Under 1000 RU per second dummy data importer into Azure Cosmos DB for MongoDB
This post examines how to import data into Azure Cosmos DB for MongoDB while staying within the free throughput limit of 1000 Request Units per second.
It also showcases the use of Bicep templates, as well as the Bogus and ShellProgressBar C# libraries.
The source code is available on GitHub here.
Request Units Overview
Request Units (RUs) is a measure of the cost of operations in Azure Cosmos DB, standardised across all supported APIs (NoSQL, PostgreSQL, MongoDB, Apache Cassandra, Table, and Apache Gremlin).
Request Units per second (RU/s) is a measure of throughput, i.e. the amount of work that can be processed in a given time.
The documentation provides the following estimates:
- 1 RU for a point read of a 1 KB document
- 10 RUs for a point read of a 100 KB document
- 5.5 RUs to insert a 1 KB document without indexing
For example, inserting 20 MB of data with 1000 RU/s throughput takes approximately 2 minutes:
data_size * insert_RU_factor / throughput = (20 MB) * (6 RU / KB) / (1000 RU / s) = 2 min
The free tier of Azure Cosmos DB has a throughput limit of 1000 RU/s. Exceeding this limit normally results in 429 Too Many Requests
errors. One way to avoid this is to enable the Server Side Retry
option in the Azure Cosmos DB account settings.
Data Generation
One way to generate sample data is by using the Bogus library.

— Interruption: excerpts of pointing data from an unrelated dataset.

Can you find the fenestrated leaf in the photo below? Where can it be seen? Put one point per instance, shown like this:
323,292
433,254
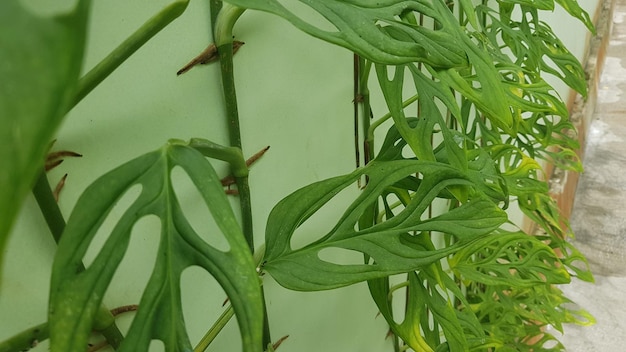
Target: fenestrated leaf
515,259
41,61
75,296
390,244
372,29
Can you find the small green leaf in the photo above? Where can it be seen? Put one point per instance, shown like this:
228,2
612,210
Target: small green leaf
372,29
390,245
515,259
75,296
41,61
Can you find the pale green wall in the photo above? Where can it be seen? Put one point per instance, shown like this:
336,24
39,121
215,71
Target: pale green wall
295,95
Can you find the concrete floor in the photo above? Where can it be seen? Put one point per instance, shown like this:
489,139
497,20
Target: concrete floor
599,214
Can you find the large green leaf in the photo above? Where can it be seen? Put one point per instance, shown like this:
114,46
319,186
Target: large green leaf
75,296
41,61
390,245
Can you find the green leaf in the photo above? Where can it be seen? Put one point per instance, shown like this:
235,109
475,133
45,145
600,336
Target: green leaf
515,259
41,61
75,296
372,29
572,7
390,244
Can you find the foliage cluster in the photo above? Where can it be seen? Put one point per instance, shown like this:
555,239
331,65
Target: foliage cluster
472,119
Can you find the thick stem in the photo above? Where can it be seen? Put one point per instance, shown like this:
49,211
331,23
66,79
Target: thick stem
223,37
234,132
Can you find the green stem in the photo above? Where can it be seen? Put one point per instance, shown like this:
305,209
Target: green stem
26,339
223,39
148,30
104,322
215,329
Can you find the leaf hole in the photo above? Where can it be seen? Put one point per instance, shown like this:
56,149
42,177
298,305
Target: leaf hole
196,211
341,256
109,223
325,219
202,299
132,275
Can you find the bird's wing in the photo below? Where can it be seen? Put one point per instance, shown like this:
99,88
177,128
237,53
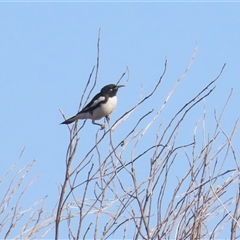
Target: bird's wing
95,102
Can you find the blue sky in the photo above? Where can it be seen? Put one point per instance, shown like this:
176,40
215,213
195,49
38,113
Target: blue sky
48,50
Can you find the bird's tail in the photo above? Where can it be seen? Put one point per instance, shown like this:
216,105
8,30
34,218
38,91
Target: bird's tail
70,120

This commit sets up the Product
model and its fake data generator.
Below are the first five generated fake products. The random seed ensures that on re-running the code, all product properties, except for ProductId
, remain the same.
{"ProductId":"a3542a50-8345-4a79-9be5-e3f4f02a65c4","Name":"Gorgeous Wooden Shoes","Description":"Expedita et ex rerum aut rerum doloremque dolore voluptatem.","Categories":["Clothing","Baby","Home","Kids"],"Price":702.09}
{"ProductId":"d11a9e73-e144-4592-8962-bb6b3984440b","Name":"Tasty Wooden Keyboard","Description":"Quibusdam ipsum autem nemo qui rerum.","Categories":["Clothing","Books"],"Price":991.88}
{"ProductId":"0a14b155-c4e9-4243-9fb5-921ac05b8995","Name":"Licensed Fresh Car","Description":"Cupiditate enim asperiores eligendi iure iusto cum.","Categories":["Health","Computers","Garden","Beauty"],"Price":170.26}
{"ProductId":"ec9b1609-d1ac-43ab-8075-ad66d1ae7801","Name":"Incredible Metal Shirt","Description":"Hic dicta aut corrupti.","Categories":["Movies","Music","Electronics"],"Price":312.59}
{"ProductId":"e748f88e-6767-4a64-9b1b-0207811d5093","Name":"Awesome Plastic Chips","Description":"Quibusdam eius aut dolor molestiae a ea est rerum quia.","Categories":["Garden","Movies","Health"],"Price":360.86}
Azure Infrastructure Setup
A reliable way to ensure consistent infrastructure setup is by using deployment templates. This commit prepares such a template. It creates a resource group containing an Azure Cosmos DB account. The account has a database, which has a collection with specific settings.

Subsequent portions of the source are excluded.